The other day I shared about how un-likeable a character I am. This is a clarity gained through abstinence. But while I think it’s important that my character gets transformed – not least in order to maintain my abstinence! – I also have a tendency to beat myself over the head with all the things that need improvement. As a Christian, I read the Bible… and I often use it to beat myself over the head with it. As a recovering addict, I read the Big Book… and again, beat myself with how much more I ought to work the steps and help other compulsive overeaters more. Beating myself with a stick doesn’t support my abstinence.
What I want is a serene, joyous abstinence. As a fellow GS’er is fond of saying, “having fun in abstinence”! So, I looked at happiness.
Happiness, I’ve read somewhere that we don’t get it by looking for it but by focusing outward – *away* from my own personal happiness. I believe that’s true. So how could I experience more happiness in the everyday activities of my life? I have learned so many good things from the program of AA, and those tools I believe can help bring about happiness…
- staying in the day: staying in the NOW. Not projecting into tomorrow, next week, next year, next life…
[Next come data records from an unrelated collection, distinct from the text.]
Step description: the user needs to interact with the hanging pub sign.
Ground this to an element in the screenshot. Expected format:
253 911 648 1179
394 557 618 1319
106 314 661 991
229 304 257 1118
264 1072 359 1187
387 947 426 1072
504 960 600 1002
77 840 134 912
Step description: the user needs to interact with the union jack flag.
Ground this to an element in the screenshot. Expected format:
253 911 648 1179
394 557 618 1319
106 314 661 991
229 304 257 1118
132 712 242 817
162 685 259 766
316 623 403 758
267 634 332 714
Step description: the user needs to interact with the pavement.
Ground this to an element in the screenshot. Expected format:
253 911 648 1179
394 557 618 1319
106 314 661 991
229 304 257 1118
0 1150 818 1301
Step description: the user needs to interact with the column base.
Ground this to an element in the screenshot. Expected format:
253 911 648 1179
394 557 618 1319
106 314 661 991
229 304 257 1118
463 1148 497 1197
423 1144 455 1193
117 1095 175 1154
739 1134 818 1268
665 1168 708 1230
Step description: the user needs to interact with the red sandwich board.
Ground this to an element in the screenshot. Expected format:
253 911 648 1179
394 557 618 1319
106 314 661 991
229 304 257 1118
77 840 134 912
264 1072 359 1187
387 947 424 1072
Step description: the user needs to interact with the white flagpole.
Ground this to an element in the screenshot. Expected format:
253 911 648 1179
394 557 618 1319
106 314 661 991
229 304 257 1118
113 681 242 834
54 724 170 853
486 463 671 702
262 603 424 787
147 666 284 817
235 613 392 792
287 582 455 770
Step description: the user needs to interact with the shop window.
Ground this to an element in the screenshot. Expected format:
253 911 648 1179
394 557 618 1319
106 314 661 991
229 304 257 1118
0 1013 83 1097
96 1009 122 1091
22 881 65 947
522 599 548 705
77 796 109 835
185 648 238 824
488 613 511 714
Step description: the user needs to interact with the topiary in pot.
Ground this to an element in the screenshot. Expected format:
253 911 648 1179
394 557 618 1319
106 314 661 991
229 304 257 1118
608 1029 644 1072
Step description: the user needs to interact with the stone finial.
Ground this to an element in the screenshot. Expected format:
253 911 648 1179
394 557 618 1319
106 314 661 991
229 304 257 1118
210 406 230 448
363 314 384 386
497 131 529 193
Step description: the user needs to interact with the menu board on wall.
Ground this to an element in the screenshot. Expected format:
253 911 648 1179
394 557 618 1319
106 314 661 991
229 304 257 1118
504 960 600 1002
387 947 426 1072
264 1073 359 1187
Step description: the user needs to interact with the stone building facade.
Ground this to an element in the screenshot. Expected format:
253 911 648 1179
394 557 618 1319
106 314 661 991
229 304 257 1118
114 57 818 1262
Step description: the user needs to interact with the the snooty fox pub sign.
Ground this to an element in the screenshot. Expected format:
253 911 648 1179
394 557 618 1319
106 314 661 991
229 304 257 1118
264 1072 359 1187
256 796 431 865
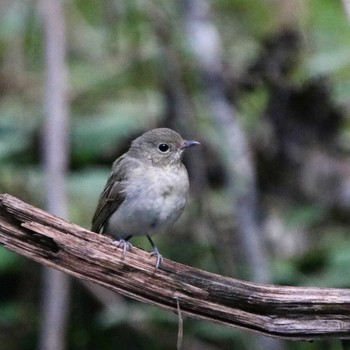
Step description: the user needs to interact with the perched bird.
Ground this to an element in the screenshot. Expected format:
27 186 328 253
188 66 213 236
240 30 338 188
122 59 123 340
91 128 199 268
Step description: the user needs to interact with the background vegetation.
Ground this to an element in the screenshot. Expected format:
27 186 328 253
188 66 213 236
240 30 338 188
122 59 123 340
0 0 350 350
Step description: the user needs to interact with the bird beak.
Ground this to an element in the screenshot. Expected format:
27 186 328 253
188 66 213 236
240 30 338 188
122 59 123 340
180 140 200 149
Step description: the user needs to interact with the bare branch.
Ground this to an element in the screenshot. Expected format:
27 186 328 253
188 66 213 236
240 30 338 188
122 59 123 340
0 194 350 340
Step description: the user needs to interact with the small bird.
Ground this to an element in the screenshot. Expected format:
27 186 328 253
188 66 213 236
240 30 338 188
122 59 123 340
91 128 199 268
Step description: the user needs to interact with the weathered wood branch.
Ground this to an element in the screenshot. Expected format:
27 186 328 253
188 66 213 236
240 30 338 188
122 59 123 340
0 194 350 340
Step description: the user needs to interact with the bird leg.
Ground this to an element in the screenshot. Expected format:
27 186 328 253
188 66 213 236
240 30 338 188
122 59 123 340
116 236 132 260
146 235 163 269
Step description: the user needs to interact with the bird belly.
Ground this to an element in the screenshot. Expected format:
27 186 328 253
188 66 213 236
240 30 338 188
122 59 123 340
105 167 188 238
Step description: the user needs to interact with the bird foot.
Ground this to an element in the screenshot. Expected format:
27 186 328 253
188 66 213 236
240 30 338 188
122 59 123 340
115 239 132 260
151 247 163 269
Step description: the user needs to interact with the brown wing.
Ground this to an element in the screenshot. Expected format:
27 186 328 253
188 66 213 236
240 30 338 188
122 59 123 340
91 155 133 233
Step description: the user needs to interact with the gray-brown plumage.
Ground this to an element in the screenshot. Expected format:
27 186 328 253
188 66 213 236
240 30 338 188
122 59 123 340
91 128 199 267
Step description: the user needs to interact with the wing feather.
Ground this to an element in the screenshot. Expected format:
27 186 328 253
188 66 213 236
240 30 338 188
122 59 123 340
91 154 136 232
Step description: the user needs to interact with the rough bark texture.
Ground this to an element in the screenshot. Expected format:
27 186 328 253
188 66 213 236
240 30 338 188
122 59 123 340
0 194 350 339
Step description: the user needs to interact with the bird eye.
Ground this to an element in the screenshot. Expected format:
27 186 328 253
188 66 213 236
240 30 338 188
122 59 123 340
158 143 170 153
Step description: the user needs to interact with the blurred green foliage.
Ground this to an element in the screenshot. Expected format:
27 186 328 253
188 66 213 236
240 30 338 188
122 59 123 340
0 0 350 350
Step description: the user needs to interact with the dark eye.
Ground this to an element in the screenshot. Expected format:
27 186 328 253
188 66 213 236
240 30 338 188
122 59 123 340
158 143 169 153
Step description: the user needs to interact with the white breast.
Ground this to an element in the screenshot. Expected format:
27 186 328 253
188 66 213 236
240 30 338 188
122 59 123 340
106 164 189 238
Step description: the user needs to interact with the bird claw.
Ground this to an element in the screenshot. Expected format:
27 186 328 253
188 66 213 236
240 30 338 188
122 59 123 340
151 247 163 269
116 239 132 260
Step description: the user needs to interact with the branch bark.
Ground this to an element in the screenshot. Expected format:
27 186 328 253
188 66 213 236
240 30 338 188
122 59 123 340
0 194 350 340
- cultivating gratitude as an attitude
- focusing on, and enjoying, my delicious meals
- focusing on, and enjoying, the fellowship and relationships with fellow recovering addicts
- focusing on the needs of others
- truly listening to others
- asking for help
I can think about all the tools of the Fellowship as something I need to “achieve” – that’s beating myself up about them. Or I can look at them as gifts that I have at my disposal to become happier – then I will be.